James S.A. Corey’s Tiamat’s Wrath is the eighth installment of the Expanse novels, and it feels like it, in a good way. A lot of time has passed since the first book’s events, and our characters have lived through a pile of major events, right.
And the thing about this series is, the books aren’t just doing the same thing over and over. Events have real significance and the world changes in meaningful ways, including the people in it. And so our protagonists can look back at the choices they’ve made, and the world they’ve created, and work through a complex set of feelings about all of it. It’s a bit reminiscent of Daniel Abraham’s Long Price Quartet, though perhaps not so melancholy.
But of course, this is the Expanse, which means that these wonderfully-drawn characters share center stage with some real Big Idea SF, and the ideas here are big indeed—interstellar empires, incredible artifacts of dead civilizations, questions about the nature of humanity, and the fate of human civilization, just for starters.

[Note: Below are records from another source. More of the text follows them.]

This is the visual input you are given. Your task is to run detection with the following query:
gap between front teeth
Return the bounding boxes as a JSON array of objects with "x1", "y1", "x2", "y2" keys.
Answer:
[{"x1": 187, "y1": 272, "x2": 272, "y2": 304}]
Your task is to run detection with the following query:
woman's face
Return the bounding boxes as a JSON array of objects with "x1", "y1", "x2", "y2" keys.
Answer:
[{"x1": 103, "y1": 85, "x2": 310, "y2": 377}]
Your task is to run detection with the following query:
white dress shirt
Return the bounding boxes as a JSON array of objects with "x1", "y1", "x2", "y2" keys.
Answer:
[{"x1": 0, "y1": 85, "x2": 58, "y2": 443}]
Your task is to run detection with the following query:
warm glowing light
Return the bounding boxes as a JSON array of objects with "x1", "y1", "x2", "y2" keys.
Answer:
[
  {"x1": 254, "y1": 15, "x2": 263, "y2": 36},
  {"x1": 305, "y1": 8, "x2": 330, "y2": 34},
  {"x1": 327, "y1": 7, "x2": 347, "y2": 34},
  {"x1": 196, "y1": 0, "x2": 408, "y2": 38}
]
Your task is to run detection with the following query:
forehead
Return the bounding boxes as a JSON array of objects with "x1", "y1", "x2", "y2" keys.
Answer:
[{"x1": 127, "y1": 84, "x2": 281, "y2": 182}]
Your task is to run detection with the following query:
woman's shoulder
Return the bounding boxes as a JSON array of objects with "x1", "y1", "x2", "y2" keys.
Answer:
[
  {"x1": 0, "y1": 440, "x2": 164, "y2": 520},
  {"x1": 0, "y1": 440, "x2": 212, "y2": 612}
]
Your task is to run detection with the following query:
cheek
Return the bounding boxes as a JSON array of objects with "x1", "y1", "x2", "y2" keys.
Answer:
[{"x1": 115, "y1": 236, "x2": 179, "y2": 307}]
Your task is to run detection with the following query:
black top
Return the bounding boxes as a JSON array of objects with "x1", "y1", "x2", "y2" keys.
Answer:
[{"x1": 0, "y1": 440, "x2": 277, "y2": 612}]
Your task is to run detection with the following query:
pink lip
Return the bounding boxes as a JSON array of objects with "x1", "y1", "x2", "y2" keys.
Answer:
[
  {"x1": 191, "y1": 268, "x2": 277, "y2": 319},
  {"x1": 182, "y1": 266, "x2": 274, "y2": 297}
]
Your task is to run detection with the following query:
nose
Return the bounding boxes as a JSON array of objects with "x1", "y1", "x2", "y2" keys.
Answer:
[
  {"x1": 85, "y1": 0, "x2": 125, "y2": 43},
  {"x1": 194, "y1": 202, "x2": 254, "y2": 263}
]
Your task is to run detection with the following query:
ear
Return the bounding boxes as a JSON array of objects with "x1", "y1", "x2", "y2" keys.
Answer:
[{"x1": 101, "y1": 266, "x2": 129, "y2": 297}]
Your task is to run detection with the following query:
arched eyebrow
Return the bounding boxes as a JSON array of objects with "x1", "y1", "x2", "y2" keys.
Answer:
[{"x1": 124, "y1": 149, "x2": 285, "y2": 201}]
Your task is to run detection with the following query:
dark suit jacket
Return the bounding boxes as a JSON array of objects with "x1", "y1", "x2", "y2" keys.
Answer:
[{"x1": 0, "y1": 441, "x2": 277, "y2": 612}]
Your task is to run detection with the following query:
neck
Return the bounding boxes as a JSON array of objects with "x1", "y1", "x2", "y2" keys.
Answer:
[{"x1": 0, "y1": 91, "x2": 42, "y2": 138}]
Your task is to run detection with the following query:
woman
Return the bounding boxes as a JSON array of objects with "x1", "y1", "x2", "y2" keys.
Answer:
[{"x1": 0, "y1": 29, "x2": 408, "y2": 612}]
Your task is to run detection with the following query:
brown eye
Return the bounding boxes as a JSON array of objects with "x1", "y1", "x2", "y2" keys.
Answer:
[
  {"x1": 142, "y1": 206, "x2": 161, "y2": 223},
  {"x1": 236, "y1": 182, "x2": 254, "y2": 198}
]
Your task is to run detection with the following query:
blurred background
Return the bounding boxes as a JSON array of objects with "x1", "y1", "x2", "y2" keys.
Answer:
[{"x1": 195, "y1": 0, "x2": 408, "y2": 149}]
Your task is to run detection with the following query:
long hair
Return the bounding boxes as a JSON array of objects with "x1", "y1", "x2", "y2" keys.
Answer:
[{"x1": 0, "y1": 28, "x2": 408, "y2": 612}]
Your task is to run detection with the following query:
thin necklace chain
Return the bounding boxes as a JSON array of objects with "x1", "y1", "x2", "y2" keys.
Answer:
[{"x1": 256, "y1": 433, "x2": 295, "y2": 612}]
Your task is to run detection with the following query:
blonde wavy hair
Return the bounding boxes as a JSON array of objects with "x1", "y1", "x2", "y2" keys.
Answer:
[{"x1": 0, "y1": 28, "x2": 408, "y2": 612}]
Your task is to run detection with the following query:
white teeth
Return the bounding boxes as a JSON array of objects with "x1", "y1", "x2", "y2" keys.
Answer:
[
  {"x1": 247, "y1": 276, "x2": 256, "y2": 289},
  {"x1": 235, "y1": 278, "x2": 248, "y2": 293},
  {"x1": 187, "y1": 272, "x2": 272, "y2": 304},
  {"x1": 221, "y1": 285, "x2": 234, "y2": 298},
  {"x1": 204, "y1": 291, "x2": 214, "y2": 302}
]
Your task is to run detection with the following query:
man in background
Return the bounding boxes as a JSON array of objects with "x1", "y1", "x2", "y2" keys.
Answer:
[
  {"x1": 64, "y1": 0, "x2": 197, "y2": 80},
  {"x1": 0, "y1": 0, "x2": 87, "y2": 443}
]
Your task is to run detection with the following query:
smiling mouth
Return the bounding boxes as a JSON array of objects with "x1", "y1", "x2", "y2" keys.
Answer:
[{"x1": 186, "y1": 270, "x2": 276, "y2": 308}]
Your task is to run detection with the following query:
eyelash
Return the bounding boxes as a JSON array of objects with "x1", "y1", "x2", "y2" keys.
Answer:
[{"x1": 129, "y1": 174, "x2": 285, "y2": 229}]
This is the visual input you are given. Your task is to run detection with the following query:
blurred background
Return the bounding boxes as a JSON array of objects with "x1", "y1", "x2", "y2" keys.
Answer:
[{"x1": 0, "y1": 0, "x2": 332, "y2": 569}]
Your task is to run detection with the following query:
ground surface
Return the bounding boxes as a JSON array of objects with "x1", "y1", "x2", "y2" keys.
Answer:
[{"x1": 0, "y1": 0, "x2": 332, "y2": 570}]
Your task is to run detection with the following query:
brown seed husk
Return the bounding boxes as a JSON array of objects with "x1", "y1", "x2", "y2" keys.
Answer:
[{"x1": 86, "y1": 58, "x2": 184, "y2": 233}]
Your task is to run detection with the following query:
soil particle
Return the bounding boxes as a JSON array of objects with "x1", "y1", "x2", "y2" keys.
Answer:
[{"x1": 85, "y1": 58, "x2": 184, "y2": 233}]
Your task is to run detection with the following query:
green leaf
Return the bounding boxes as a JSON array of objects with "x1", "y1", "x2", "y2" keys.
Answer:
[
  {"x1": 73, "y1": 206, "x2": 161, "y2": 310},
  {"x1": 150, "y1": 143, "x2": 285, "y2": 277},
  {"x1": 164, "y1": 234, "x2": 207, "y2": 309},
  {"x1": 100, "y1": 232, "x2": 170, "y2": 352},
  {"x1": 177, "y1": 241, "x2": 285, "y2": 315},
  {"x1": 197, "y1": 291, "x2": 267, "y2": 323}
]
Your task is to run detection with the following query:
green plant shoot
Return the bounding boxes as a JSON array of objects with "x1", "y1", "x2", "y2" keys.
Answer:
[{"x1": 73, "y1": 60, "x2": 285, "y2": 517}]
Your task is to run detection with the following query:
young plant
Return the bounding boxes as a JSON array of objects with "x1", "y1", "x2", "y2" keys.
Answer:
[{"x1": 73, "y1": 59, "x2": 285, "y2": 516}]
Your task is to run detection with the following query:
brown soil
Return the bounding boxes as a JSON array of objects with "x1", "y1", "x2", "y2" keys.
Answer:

There’s allegedly only one more volume left in the series; there’s a lot to wrap up in it, if it really happens that way, but this does feel like a series that’s nearing an end, even if I’d personally be happy for it to go on indefinitely. This is some of the best SF out there, and even though it’s gotten a lot of recognition (including a very well-done TV adaptation), I feel like it deserves more. Highly recommended.